A atmosfera de pobreza é criada ao longo do texto por meio de alguns trechos, entre

eles podemos citar: “quarto minúsculo” (p.71); “[...] a mãe ainda arrumava os poucos

mantimentos no velho armário de madeira” (p.73); “[...] levara a metade do salário e

não conseguira comprar quase nada. Estava cansada, mas tinha de aumentar o

ganho. Ia arranjar trabalho para os finais de semana” (p.74). Além disso, os

brinquedos ou eram quebrados ou objetos usados e descartados: “[...] bonecas

incompletas, chapinhas de garrafas, latinhas vazias, caixas e palitos de fósforos

usados” (p.72).

A vida de pobreza castigava tanto que a mãe vivia em estado de tensão, qualquer

brinquedo deixado pelo caminho desencadeava um momento de fúria: “Ela ficava

brava quando isso acontecia. Batia nas meninas, reclamava do barraco pequeno, da

vida de pobre, dos filhos, principalmente do segundo” (p.72). Bater nas meninas talvez

fosse a única forma de corrigi-las que conhecera, ou talvez uma forma de extravasar

toda raiva que sentia da vida. Outro motivo para o estado em que a mãe se encontrava

é a situação do segundo filho. Ele estava envolvido com a criminalidade na favela.

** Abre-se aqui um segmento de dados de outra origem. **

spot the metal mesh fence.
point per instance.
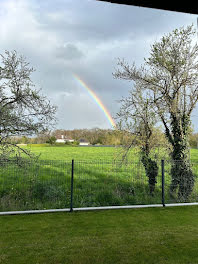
(33, 185)
(113, 183)
(181, 181)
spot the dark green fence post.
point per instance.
(163, 197)
(72, 186)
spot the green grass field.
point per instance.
(142, 236)
(99, 179)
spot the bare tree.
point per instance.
(170, 77)
(23, 109)
(137, 116)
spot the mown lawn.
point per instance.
(153, 235)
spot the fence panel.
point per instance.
(101, 183)
(34, 185)
(181, 182)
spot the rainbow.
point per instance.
(97, 100)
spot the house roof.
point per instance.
(186, 7)
(82, 140)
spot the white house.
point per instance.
(63, 139)
(83, 142)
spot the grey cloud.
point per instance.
(69, 52)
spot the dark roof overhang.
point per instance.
(186, 7)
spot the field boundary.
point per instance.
(94, 208)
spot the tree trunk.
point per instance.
(151, 169)
(181, 172)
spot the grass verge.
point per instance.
(152, 235)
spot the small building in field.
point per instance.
(64, 139)
(83, 142)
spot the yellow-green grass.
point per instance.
(99, 180)
(137, 236)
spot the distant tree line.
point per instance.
(95, 136)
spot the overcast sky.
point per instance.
(84, 37)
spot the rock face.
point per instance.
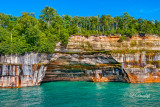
(110, 43)
(82, 60)
(140, 67)
(22, 71)
(96, 67)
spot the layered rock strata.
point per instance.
(23, 70)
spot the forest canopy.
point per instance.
(28, 34)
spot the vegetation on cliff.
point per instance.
(28, 34)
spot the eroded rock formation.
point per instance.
(96, 67)
(22, 71)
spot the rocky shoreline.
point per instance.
(78, 61)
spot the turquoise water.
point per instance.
(79, 94)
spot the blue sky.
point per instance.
(146, 9)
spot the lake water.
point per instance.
(82, 94)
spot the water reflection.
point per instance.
(82, 94)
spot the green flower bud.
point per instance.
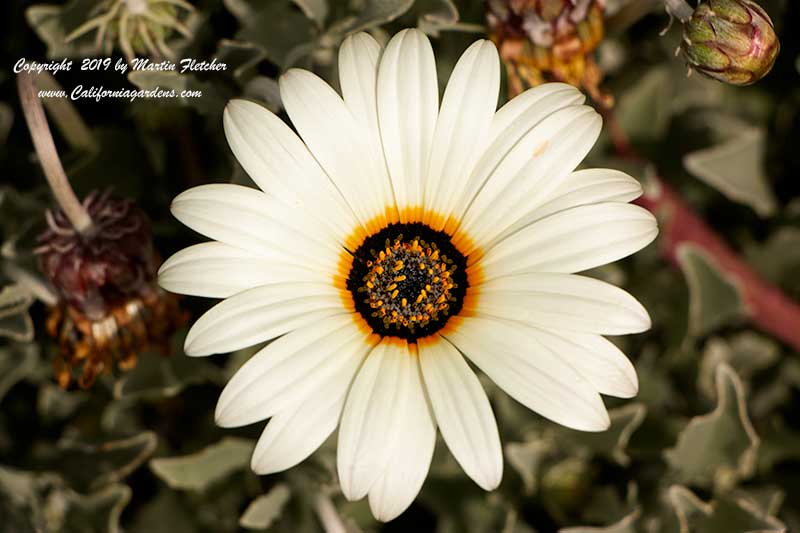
(732, 41)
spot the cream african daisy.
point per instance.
(395, 240)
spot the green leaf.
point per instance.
(376, 13)
(15, 322)
(526, 459)
(778, 259)
(97, 512)
(613, 442)
(17, 362)
(241, 57)
(746, 352)
(276, 26)
(644, 109)
(6, 121)
(200, 470)
(736, 169)
(266, 509)
(316, 10)
(53, 23)
(211, 102)
(629, 524)
(155, 376)
(32, 502)
(726, 514)
(714, 301)
(779, 443)
(90, 466)
(717, 449)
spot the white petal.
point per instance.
(533, 168)
(595, 358)
(358, 74)
(296, 432)
(529, 372)
(468, 106)
(462, 411)
(278, 161)
(510, 124)
(290, 369)
(247, 218)
(336, 139)
(261, 314)
(370, 419)
(573, 240)
(525, 110)
(566, 301)
(359, 56)
(408, 102)
(411, 453)
(582, 187)
(217, 270)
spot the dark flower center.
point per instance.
(407, 280)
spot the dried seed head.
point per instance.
(549, 40)
(110, 307)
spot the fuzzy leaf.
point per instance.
(643, 109)
(33, 502)
(613, 442)
(211, 102)
(316, 10)
(17, 361)
(735, 168)
(241, 57)
(714, 301)
(727, 514)
(156, 376)
(747, 353)
(53, 23)
(719, 448)
(266, 509)
(200, 470)
(276, 26)
(91, 466)
(629, 524)
(15, 322)
(526, 459)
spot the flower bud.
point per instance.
(732, 41)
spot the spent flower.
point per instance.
(733, 41)
(110, 309)
(549, 40)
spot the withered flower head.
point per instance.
(549, 40)
(111, 308)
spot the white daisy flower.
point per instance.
(396, 237)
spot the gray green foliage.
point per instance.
(711, 443)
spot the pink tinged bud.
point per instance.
(733, 41)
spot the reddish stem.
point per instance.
(767, 307)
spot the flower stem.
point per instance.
(679, 9)
(48, 156)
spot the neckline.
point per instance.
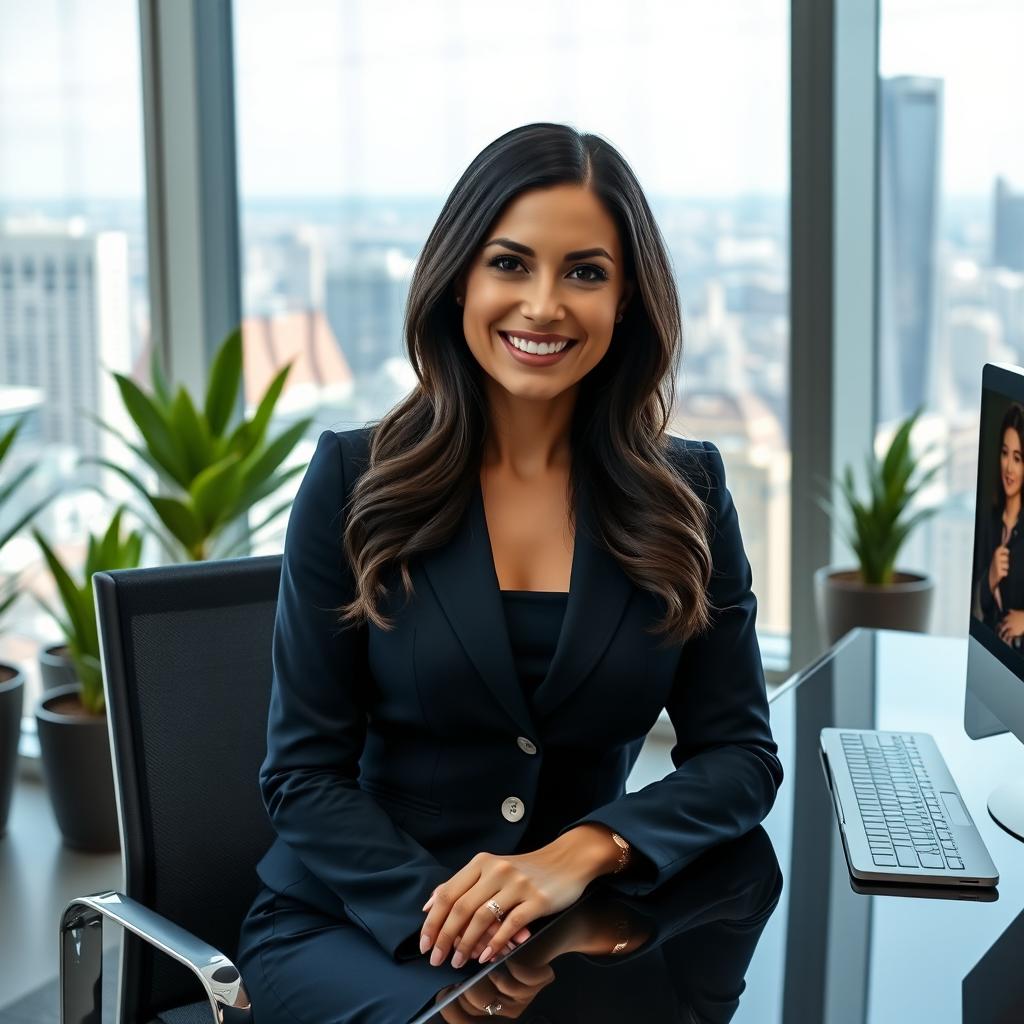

Voltemos à figurinha desaparecida. O apego da criança a um objeto, que pode parecer

insignificante, uma figurinha de uma garotinha carregando flores, para Zaíta significa

muito, a ponto dela sequer se preocupar se a mãe lhe daria uma surra por causa dos

brinquedos espalhados. A figurinha, tão valiosa, é a mais bonita e torna o quarto de

Zaíta melhor: “Um doce perfume parecia exalar da figurinha ajudando a compor o

minúsculo quarto”. A figurinha dá a menina o poder de recriar a realidade, tornando-a

mais leve. O valor do objeto também é provado quando a irmã lhe oferece a boneca

mais bonita em troca da figura: “A irmã oferecia pela figurinha aquela boneca, negra,

a que só faltava um braço e que era tão bonita” (EVARISTO, 2016, p. 71-72).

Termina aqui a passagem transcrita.